On the Chinon 35EE, all you can set are the ISO value (ASA, or DIN) of the film loaded. The ISO range is 25 ISO to 500 ISO. Shutter speed and aperture value are controlled by the camera, based on the lightmeter. So basically this Chinon 35EE rangefinder is a point-and-shoot 35mm film camera.
I was pleasently surprised by the Chinon 35EE's light metering! Generally, I prefer having full control over aperture and shutter speed settings. With this camera, you have no control over those settings. However, I had taken some photos when going out in nature, because of the beautiful lightfall through the greenery. To my surprise, the Chinon 35EE did very, very well in capturing those scenes.
The magic of the Chinon 35EE is, for me at least, that it mostly captures a scene exactly the way I was experiencing it at that time - whether it was beautiful lightfall, or in quickly getting the right composition of a scene in the streets.

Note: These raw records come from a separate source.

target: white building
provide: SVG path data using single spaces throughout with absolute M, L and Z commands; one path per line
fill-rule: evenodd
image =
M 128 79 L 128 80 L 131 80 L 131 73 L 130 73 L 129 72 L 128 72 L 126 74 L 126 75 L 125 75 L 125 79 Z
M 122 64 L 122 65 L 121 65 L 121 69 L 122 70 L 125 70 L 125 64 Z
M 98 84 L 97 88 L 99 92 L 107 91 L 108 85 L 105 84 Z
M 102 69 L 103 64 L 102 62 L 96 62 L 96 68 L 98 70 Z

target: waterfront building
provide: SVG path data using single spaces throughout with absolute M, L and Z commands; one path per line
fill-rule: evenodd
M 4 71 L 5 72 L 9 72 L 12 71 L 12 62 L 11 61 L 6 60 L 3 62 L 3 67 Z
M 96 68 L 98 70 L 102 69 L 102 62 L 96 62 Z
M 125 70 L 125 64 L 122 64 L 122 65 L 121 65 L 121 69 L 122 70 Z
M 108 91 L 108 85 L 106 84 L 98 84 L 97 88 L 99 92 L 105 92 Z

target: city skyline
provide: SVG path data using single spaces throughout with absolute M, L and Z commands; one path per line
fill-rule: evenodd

The Chinon 35EE has a 38mm f/2.7 'Chinonex Color Lens'. However, f/2.7 is pretty decent for all-round photo and even some depth of field. I think 38mm is a lovely focal length, it works great for streetphotography but if you move in on your subject you could even take decent portraits.
The overall image quality from this rangefinder is not bad. Compared to the Pentax Takumar lenses, or Contax Zeiss lenses that I use for photography and movieprojects, this is not the sharpest lens. The focus throw of this lens is very little, meaning the rotation for focusing is very minimal, so focusing takes some practise. The viewfinder helps in finding focus, but it's not always spot on, sometimes resulting in soft images.
The Chinon 35EE has a hot-shoe mount and flash port. The settings ring can be adjusted for flash photography, setting it to 1/30th speed and syncing the flash. I have not used this feature though.